Cessna argues that because it controls less than 7% of the market for servicing Citations, it does not possess market power in the tying market. Mellon does not dispute that Cessna controls less than 7% of the general service market. He argues that Cessna factory service must be considered a separate sub-market a market where Cessna has a complete monopoly. Mellon cites evidence that Cessna charges substantially more for phase inspections and other maintenance than other service providers and that owners are willing to pay this difference. Cessna's own economic expert testified that Cessna service is not the same as service obtained elsewhere. Mellon also cited evidence of the impact Cessna's refusal to service modified aircraft had on the value of such aircraft. The court cannot conclude as a matter of law that Cessna lacked market power in the tying market.

 
E. Appropriateness of Injunctive Relief.

Cessna argues injunctive relief is inappropriate because Mellon has not alleged any damages that can be avoided through injunctive relief and because Cessna has legitimate safety concerns. The court has previously held that material questions of fact exist as to the amount of Mellon's damages and the safety justifications for Cessna's actions.

Mellon argues, and the court agrees, that it is reasonable to assume that a plane partially serviced by Cessna would suffer less loss in value than one receiving all its service elsewhere. Thus, it is possible that Mellon could obtain some actual relief through an injunction.

In addition, the court may find that Cessna has no legitimate safety concerns. If that turns out to be the case, the court may find injunctive relief appropriate. Accordingly, Cessna is not entitled to summary judgment because Mellon seeks only injunctive relief on his antitrust claims.

NOTES

[1] Cessna's statement of facts contains interpretations of governmental regulations. However, Mellon does not dispute Cessna's interpretations, so the court treats these interpretations as accurate for summary judgment purposes.

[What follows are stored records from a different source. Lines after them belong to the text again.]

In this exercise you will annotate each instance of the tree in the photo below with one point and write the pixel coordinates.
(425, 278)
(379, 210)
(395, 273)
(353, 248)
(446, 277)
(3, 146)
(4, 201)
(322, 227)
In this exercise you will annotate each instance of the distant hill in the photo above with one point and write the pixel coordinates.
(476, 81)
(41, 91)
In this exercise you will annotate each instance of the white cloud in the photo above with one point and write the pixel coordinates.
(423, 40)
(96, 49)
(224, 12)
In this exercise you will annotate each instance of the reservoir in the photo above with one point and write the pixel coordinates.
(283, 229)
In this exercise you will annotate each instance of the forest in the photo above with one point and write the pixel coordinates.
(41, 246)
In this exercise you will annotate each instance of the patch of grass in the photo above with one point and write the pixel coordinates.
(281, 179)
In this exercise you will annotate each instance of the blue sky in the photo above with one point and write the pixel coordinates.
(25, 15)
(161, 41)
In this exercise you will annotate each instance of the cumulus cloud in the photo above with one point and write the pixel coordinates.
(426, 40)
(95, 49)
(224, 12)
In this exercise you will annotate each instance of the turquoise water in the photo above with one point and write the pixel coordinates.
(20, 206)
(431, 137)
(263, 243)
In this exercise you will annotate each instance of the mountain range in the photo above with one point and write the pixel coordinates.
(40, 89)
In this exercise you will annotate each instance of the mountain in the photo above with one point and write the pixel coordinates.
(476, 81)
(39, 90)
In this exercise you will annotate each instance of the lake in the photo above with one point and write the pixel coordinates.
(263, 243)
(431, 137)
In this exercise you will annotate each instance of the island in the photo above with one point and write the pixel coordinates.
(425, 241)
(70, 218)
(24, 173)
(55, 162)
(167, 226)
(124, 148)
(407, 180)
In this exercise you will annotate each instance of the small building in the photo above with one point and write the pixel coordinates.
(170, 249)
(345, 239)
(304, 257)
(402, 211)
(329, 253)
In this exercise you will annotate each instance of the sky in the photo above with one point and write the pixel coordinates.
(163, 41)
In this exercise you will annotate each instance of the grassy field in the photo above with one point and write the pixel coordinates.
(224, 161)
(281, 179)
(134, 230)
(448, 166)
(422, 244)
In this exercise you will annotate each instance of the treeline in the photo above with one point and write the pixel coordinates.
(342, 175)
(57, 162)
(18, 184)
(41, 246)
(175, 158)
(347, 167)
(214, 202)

In its reply brief, Cessna objects to Mellon's practice of stating the fact which he wishes to infer from the evidence, then identifying the evidence which he claims supports the inference. Cessna argues this practice violates D.Kan.R. 56.1 and asks the court to disregard all such inferences. The court does not consider Mellon's practice to be in violation of the local rule. Where the cited facts reasonably support the inference, the court presumes, as it must in the summary judgment stage, that Mellon's inference is true. Mellon's approach actually makes it easier for the court to evaluate the significance of the cited facts and the reasonableness of the inference. The court notes that Cessna followed a similar practice. See e.g., Cessna's Statement of Undisputed Facts ¶¶ 48, 49, 104.

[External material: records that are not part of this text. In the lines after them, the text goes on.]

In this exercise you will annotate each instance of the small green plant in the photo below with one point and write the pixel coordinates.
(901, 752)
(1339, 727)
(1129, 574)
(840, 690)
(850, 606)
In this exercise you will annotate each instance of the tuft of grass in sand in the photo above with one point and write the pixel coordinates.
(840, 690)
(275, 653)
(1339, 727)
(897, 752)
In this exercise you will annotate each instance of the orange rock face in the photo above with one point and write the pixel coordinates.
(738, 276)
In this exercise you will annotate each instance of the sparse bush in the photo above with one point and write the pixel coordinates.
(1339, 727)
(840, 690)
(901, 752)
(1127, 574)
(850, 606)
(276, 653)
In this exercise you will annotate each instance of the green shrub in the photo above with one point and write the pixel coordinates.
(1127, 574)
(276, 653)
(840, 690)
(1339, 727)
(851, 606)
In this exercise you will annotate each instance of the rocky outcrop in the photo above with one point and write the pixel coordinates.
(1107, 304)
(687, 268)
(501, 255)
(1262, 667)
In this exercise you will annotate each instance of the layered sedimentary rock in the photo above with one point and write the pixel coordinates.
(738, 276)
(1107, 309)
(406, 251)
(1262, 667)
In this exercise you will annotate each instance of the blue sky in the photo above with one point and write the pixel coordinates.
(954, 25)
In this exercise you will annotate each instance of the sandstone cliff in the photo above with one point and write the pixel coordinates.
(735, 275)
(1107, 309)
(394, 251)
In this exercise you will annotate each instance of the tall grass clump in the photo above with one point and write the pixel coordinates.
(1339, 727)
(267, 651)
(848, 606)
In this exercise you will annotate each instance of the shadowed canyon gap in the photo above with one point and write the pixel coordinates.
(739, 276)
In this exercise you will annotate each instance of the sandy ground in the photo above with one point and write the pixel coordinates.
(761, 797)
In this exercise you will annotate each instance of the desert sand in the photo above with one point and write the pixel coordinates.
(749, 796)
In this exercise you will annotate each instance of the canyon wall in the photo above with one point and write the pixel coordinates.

[2] Cessna cites other factors Mellon considered, as well as other planes. This does not mean that Mellon did not consider the availability of Cessna service as a factor.

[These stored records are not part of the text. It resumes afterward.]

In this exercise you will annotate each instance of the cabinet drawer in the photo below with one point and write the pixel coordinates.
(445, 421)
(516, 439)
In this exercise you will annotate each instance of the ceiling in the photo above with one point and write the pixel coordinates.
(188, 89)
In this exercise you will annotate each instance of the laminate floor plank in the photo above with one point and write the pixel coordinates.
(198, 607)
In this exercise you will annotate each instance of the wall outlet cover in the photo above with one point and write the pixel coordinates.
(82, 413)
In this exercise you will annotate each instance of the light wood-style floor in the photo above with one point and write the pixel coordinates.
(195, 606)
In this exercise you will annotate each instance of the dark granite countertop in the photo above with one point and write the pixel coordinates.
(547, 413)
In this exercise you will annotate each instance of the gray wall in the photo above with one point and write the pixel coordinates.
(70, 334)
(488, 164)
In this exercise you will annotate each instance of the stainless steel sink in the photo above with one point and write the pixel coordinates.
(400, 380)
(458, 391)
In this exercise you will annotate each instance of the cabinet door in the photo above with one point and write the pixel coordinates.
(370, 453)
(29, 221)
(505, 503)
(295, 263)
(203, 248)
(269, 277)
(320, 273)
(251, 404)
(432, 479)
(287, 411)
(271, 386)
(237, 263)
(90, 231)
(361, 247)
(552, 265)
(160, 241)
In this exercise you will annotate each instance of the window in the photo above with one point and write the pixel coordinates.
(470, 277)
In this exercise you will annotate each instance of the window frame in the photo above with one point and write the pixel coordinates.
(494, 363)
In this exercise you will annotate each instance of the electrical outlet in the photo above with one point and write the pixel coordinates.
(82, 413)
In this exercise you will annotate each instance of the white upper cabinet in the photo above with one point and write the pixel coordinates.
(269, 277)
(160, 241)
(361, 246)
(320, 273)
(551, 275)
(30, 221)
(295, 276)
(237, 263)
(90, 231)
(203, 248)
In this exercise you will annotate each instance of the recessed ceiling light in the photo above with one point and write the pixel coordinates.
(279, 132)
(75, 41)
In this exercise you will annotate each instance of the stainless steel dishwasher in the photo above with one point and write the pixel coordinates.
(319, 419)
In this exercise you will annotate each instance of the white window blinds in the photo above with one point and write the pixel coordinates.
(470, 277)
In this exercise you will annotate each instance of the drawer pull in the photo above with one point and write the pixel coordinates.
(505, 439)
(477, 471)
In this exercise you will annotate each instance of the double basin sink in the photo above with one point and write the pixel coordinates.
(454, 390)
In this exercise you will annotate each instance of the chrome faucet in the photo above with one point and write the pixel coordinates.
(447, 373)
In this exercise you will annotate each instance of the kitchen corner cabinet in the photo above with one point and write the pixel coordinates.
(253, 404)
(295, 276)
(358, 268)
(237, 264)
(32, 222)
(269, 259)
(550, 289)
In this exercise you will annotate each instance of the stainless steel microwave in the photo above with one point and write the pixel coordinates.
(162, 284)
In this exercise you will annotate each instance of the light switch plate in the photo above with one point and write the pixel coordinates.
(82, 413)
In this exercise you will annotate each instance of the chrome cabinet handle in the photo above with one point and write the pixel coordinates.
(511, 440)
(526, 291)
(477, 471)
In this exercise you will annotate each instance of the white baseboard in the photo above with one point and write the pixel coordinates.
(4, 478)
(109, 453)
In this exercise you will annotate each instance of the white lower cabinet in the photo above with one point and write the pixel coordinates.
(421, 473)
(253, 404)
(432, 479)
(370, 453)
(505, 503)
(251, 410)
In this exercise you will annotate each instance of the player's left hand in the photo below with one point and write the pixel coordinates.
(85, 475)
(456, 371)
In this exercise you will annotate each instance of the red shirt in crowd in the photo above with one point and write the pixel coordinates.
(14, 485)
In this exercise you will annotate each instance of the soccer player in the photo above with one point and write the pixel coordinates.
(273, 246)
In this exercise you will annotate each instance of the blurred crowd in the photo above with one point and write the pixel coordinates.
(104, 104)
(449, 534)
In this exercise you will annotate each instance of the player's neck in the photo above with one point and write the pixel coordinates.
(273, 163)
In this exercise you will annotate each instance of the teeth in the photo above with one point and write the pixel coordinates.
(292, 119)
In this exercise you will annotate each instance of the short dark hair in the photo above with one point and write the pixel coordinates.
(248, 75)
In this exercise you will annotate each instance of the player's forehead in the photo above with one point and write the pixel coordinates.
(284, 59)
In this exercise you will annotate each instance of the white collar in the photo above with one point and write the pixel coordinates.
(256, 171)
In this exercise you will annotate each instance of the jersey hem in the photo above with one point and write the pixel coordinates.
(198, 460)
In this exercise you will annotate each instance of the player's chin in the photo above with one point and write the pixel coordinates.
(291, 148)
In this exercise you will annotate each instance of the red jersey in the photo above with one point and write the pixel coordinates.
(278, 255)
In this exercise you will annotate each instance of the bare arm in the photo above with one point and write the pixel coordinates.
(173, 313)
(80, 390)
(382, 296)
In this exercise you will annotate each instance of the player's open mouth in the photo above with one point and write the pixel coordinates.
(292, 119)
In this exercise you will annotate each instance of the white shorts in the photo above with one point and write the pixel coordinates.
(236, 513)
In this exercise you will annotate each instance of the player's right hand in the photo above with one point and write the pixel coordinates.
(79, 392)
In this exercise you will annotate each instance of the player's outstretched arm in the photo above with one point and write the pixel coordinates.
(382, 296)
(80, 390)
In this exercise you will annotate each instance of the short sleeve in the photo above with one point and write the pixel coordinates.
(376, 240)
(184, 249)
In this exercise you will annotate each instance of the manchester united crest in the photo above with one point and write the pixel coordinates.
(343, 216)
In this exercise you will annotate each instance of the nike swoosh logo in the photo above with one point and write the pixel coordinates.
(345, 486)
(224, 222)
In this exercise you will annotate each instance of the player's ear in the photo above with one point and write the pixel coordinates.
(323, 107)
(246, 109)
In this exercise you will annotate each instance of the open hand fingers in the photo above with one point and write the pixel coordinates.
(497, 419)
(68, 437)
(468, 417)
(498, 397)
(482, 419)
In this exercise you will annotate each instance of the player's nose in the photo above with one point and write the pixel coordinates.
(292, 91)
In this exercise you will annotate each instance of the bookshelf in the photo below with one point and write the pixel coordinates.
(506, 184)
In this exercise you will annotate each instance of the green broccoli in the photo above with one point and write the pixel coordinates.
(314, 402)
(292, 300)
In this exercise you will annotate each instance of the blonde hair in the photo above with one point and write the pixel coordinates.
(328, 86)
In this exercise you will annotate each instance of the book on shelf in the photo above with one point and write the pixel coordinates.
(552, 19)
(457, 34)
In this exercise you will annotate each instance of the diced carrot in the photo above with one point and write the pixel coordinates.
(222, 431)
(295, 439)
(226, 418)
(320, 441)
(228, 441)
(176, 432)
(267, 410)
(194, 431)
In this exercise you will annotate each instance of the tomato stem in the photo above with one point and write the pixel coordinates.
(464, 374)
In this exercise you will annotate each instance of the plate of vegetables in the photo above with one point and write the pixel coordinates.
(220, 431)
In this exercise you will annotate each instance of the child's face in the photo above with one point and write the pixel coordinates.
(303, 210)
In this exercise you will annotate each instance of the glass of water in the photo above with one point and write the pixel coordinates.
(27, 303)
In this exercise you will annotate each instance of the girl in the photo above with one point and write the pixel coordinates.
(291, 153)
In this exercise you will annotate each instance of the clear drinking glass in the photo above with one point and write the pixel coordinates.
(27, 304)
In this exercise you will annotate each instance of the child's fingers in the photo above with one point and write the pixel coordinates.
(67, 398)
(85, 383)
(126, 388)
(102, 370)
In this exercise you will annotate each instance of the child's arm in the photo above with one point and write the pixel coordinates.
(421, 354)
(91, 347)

[3] Cessna purports to contradict this assertion, but instead makes other factual assertions which do not contradict Mellon's assertion that he asked Knapp whether Cessna would continue to perform major maintenance and phase inspections on the plane if he had it modified.

[4] Cessna disputes this fact, but Mellon has cited admissible evidence from which it is reasonable to conclude that Cessna initially refused to provide any service to modified aircraft.

[5] Presumably, Cessna is arguing that the pro-competitive effects in the service area mean that Cessna cannot have intended to monopolize the sales area. Cessna does not even argue that the lost profit in the service area exceeds the profit gained from the alleged increase in sales attributable to the Service Letter.